I don’t disagree with those who say that the recently negotiated UN Nuclear Weapons Prohibition Treaty – the Nuclear Ban Treaty – is aspirational rather than remotely operational in its present form, and is never likely to win the support of any of the present nuclear-armed states. But I do think we should be more prepared to knowledge the normative – moral, if you like – significance involved in two-thirds of the world’s countries participating in its negotiation, and not in any way accept that support for the Ban Treaty somehow undermines the Nuclear Non-Proliferation Treaty (NPT): it does not.

My own view is that the most useful way forward is to develop a broad-based international coalition aimed at bridging the widening gulf between those who clamour hopelessly impractically for global zero now, and those who want to do nothing at all about nuclear disarmament. This is not the occasion to spell it out in detail now, but I think the beginning of wisdom here is a serious step-by-step process of the kind proposed in the Rudd Australia-Japan Commission I co-chaired, focusing initially on the ‘4 Ds’ – Doctrine (‘No First Use’), De-alerting (to build in launch-time delays and reduce the possibility of catastrophic error), Deployment (reducing the number of weapons actively deployed) and Decreasing overall numbers to a small fraction of the 14,500 presently in existence.

We know that complete elimination of nuclear weapons is going to remain out of reach for a very long time, but we just have to do something to reduce the salience and legitimacy of the most indiscriminately inhumane weapons ever invented, and the most immediate risk to life on this planet as we know it.

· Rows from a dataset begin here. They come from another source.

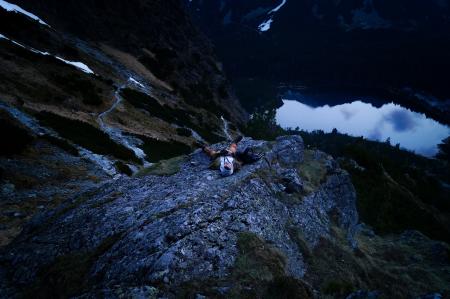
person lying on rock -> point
(229, 160)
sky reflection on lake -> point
(412, 130)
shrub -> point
(63, 144)
(184, 132)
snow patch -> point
(265, 26)
(79, 65)
(14, 8)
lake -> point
(413, 131)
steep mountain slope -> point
(285, 227)
(373, 45)
(94, 89)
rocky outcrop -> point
(158, 234)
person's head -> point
(226, 166)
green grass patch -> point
(87, 136)
(312, 171)
(164, 167)
(79, 85)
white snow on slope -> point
(12, 7)
(265, 26)
(79, 65)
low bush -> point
(15, 139)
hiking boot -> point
(238, 139)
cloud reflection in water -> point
(412, 130)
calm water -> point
(412, 130)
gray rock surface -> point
(162, 231)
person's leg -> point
(232, 148)
(210, 152)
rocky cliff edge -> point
(190, 230)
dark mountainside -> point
(103, 195)
(365, 47)
(94, 95)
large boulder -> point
(165, 232)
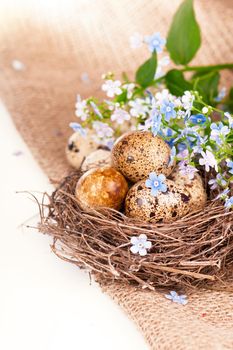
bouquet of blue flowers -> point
(184, 105)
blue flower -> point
(168, 110)
(219, 181)
(229, 203)
(230, 165)
(156, 183)
(179, 299)
(155, 42)
(223, 195)
(198, 119)
(218, 132)
(167, 136)
(78, 128)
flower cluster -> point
(200, 136)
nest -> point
(194, 251)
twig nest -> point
(96, 159)
(78, 147)
(138, 153)
(169, 206)
(195, 187)
(102, 187)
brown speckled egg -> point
(102, 187)
(138, 153)
(78, 148)
(165, 207)
(96, 159)
(194, 186)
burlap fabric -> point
(58, 41)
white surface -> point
(45, 303)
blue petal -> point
(153, 176)
(163, 188)
(148, 183)
(162, 177)
(154, 192)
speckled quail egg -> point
(194, 186)
(164, 207)
(138, 153)
(96, 159)
(78, 148)
(101, 187)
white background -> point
(45, 303)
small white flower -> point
(161, 63)
(81, 108)
(112, 87)
(140, 245)
(136, 41)
(208, 161)
(119, 115)
(139, 107)
(205, 110)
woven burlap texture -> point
(58, 41)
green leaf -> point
(176, 82)
(184, 37)
(146, 72)
(207, 86)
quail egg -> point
(165, 207)
(78, 148)
(96, 159)
(101, 187)
(194, 186)
(138, 153)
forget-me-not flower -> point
(219, 181)
(172, 156)
(140, 245)
(156, 183)
(230, 119)
(176, 298)
(230, 166)
(187, 170)
(221, 94)
(120, 115)
(197, 119)
(155, 42)
(168, 110)
(223, 195)
(218, 132)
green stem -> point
(206, 68)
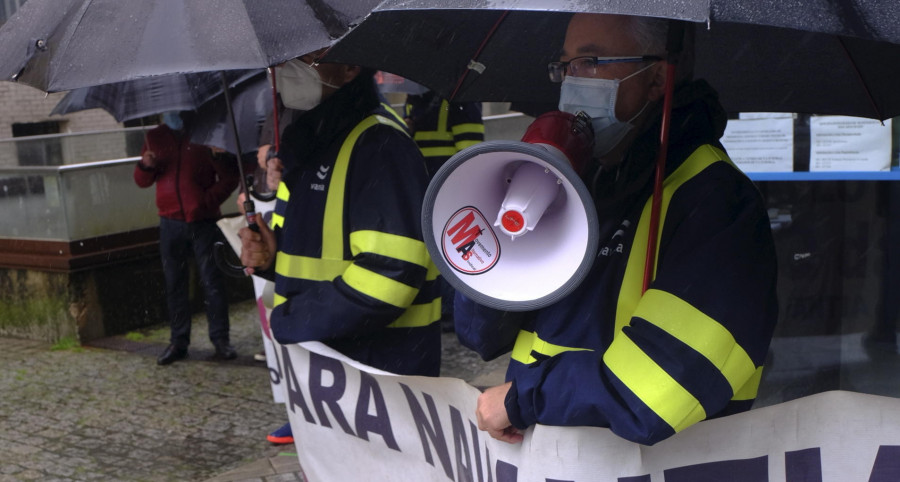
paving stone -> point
(108, 412)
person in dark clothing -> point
(441, 129)
(350, 265)
(645, 364)
(191, 185)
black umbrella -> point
(57, 45)
(815, 56)
(133, 99)
(251, 102)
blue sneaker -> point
(282, 436)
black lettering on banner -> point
(461, 446)
(433, 428)
(476, 447)
(275, 373)
(379, 423)
(321, 395)
(295, 396)
(507, 472)
(803, 465)
(887, 464)
(745, 470)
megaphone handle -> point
(250, 214)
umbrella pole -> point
(276, 134)
(249, 206)
(473, 63)
(673, 47)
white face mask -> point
(300, 85)
(597, 98)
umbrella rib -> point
(70, 34)
(484, 42)
(862, 80)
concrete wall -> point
(24, 104)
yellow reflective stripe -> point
(659, 391)
(277, 220)
(469, 128)
(419, 315)
(700, 332)
(390, 245)
(433, 136)
(632, 282)
(751, 388)
(438, 151)
(527, 342)
(379, 286)
(333, 221)
(282, 193)
(314, 269)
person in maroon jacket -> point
(191, 184)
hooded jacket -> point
(690, 348)
(191, 185)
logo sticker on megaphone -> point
(470, 245)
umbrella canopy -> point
(815, 56)
(251, 102)
(57, 45)
(138, 98)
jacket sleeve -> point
(487, 331)
(390, 265)
(698, 336)
(144, 177)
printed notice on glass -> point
(760, 142)
(839, 143)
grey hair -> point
(650, 33)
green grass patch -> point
(66, 343)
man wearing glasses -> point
(645, 364)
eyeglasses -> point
(589, 66)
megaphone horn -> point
(509, 223)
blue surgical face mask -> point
(597, 98)
(173, 120)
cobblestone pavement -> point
(108, 412)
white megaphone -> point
(509, 223)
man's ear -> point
(657, 81)
(349, 72)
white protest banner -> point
(761, 142)
(839, 143)
(264, 291)
(351, 422)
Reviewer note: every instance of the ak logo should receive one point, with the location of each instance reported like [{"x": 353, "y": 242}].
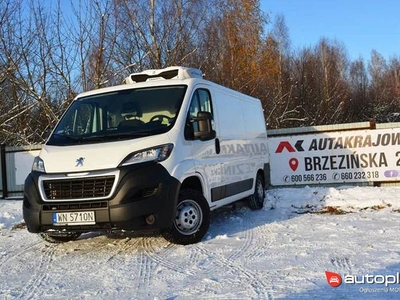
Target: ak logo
[{"x": 286, "y": 145}]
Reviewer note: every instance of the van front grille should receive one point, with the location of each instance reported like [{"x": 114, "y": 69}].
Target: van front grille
[{"x": 78, "y": 188}]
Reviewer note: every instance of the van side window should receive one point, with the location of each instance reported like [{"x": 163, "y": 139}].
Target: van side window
[{"x": 201, "y": 101}]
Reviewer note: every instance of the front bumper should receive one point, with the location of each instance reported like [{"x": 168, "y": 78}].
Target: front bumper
[{"x": 142, "y": 190}]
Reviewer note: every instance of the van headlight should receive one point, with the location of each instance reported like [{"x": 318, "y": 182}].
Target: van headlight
[
  {"x": 38, "y": 165},
  {"x": 159, "y": 153}
]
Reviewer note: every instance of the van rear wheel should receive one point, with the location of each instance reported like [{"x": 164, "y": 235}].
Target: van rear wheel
[
  {"x": 191, "y": 219},
  {"x": 256, "y": 200},
  {"x": 59, "y": 237}
]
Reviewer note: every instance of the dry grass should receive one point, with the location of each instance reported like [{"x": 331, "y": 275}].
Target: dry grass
[{"x": 332, "y": 211}]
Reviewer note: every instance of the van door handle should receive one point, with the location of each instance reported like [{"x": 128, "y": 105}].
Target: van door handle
[{"x": 217, "y": 146}]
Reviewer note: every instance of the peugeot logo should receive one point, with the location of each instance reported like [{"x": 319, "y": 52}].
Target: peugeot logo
[{"x": 79, "y": 162}]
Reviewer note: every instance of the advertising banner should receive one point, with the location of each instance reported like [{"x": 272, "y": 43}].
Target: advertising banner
[{"x": 336, "y": 157}]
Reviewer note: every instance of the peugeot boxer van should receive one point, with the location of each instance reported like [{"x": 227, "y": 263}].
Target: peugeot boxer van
[{"x": 158, "y": 152}]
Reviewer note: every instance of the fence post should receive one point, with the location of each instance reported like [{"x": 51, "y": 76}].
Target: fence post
[{"x": 4, "y": 171}]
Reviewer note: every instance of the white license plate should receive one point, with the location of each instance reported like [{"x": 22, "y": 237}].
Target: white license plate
[{"x": 74, "y": 218}]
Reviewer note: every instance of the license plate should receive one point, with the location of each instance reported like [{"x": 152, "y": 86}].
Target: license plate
[{"x": 74, "y": 218}]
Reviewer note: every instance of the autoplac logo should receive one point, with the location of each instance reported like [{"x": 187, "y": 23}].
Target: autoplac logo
[
  {"x": 333, "y": 279},
  {"x": 368, "y": 283}
]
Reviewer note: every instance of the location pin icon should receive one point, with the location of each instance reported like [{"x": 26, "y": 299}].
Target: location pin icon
[{"x": 293, "y": 164}]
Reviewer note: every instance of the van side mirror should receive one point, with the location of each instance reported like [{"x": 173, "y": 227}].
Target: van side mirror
[{"x": 204, "y": 130}]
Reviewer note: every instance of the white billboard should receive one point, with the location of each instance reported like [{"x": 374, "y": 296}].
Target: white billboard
[{"x": 336, "y": 157}]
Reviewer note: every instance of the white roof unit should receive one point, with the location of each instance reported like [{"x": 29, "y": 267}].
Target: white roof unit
[{"x": 164, "y": 74}]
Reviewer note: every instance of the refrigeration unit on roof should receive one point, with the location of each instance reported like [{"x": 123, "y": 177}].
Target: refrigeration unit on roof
[{"x": 164, "y": 74}]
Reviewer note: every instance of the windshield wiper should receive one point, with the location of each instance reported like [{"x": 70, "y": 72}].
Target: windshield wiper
[
  {"x": 117, "y": 135},
  {"x": 70, "y": 137}
]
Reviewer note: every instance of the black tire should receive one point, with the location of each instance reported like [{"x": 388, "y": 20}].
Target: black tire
[
  {"x": 59, "y": 237},
  {"x": 256, "y": 201},
  {"x": 191, "y": 221}
]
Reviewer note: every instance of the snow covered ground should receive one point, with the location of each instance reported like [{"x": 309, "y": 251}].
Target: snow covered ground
[{"x": 281, "y": 251}]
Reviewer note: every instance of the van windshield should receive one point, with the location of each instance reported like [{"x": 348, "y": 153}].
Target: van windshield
[{"x": 119, "y": 115}]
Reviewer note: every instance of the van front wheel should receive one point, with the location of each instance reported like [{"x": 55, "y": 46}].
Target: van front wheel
[
  {"x": 191, "y": 219},
  {"x": 256, "y": 200}
]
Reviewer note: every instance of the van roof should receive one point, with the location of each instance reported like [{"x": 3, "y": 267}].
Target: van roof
[{"x": 175, "y": 72}]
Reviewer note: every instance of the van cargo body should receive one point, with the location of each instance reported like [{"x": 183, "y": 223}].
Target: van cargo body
[{"x": 159, "y": 152}]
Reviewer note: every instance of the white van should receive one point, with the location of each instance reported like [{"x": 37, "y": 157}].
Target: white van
[{"x": 158, "y": 152}]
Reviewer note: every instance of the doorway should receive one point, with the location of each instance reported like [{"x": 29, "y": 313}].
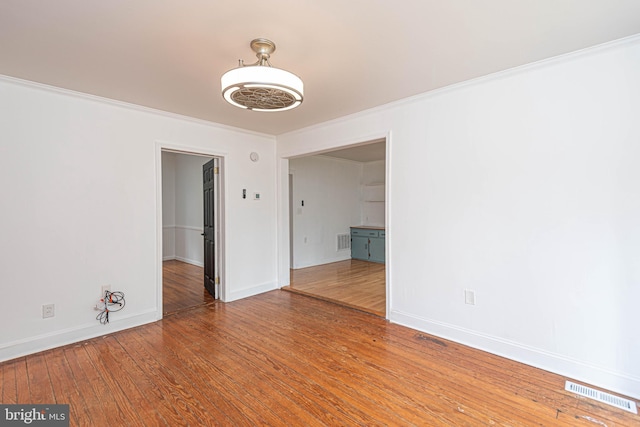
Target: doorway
[
  {"x": 184, "y": 257},
  {"x": 329, "y": 193}
]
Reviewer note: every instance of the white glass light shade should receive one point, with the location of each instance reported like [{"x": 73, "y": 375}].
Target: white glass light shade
[{"x": 262, "y": 88}]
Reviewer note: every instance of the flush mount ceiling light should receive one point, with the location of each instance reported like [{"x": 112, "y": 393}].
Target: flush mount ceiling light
[{"x": 259, "y": 86}]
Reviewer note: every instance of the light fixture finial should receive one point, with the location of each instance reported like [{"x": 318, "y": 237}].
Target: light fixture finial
[{"x": 259, "y": 86}]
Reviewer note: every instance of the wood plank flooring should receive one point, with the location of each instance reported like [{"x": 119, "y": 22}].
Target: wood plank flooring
[
  {"x": 182, "y": 286},
  {"x": 354, "y": 283},
  {"x": 282, "y": 359}
]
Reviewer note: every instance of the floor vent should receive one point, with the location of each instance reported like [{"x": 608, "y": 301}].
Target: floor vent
[
  {"x": 601, "y": 396},
  {"x": 344, "y": 241}
]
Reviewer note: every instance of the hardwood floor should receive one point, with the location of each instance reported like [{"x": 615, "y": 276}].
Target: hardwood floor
[
  {"x": 354, "y": 283},
  {"x": 283, "y": 359},
  {"x": 182, "y": 287}
]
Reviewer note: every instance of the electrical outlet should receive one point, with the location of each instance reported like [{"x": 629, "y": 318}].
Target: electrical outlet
[
  {"x": 469, "y": 297},
  {"x": 48, "y": 310}
]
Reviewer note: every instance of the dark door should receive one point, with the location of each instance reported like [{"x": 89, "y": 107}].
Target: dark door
[{"x": 208, "y": 174}]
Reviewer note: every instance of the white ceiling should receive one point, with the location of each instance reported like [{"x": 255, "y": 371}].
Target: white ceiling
[{"x": 352, "y": 55}]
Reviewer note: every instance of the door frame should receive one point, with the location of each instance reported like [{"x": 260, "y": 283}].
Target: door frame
[
  {"x": 164, "y": 146},
  {"x": 284, "y": 219}
]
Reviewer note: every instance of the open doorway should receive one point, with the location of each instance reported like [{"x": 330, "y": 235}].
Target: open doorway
[
  {"x": 333, "y": 194},
  {"x": 183, "y": 252}
]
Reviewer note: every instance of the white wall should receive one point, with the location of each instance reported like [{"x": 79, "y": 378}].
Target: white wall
[
  {"x": 168, "y": 206},
  {"x": 373, "y": 180},
  {"x": 82, "y": 208},
  {"x": 182, "y": 174},
  {"x": 332, "y": 198},
  {"x": 524, "y": 188}
]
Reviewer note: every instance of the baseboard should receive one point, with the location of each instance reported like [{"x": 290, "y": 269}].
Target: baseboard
[
  {"x": 575, "y": 369},
  {"x": 249, "y": 292},
  {"x": 63, "y": 337}
]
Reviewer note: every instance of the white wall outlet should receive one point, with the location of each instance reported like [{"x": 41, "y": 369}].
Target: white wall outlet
[
  {"x": 48, "y": 310},
  {"x": 469, "y": 297}
]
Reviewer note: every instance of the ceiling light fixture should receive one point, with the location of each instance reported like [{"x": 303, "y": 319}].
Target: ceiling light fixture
[{"x": 259, "y": 86}]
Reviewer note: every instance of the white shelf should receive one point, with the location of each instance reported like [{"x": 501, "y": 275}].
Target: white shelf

The other great existential risk is, of course, climate change: but nuclear weapons can kill us a lot faster than CO2. Nuclear disarmament should be core business for any Australian government worth the name.

My own strong belief is that Australians just don't accept that we are another also-ran, and that any government which adopts a posture which concentrates just on our more obvious bilateral relationships, and just on our immediate neighbourhood (though I support completely the re-engagement and re-focus on the South Pacific which has been capturing so much attention in recent months), and which remains myopic about what is capable of being achieved if we engage in a whole variety of multilateral forums with the skill and stamina which has served us so well in the past, will be a government that will simply not be playing the confident external projection role which most Australians want it to.

Our track record over many decades overwhelmingly shows that Australia and individual Australians are decent and committed international citizens, independently minded – and with a real egalitarian streak, something which plays well with a great many other countries with our strong record, everywhere from peacekeeping missions to diplomatic forums, of neither sucking up to the powerful nor kicking down at the powerless.

Playing to that instinct of decency, focusing on cooperative problem solving, working through forums like the G20 and East Asia Summit and APEC where as a result of past Labor government efforts we have a top-table place, using all the energy and creativity that has traditionally been associated with Australian middle power diplomacy at its best – and above all with ALP governments – will be far and away the best way of ensuring in the years and decades ahead, in a region and world in which the tectonic plates are shifting and every possible kind of uncertainty abounds, that this great country of ours not only survives but thrives.

Australia really would have been in very good hands now with Bill Shorten leading a new ALP government and Penny Wong leading our external relations team, fully realizing our capability in a way that we have almost completely failed to do over the last five years, and doing so in a way that will bring real and lasting benefit not only to our own people, but those of our region and the wider world. That’s not to be for now but it’s critically important, under Anthony Albanese’s leadership, that we keep our distinctive flame alive in foreign policy until the next election.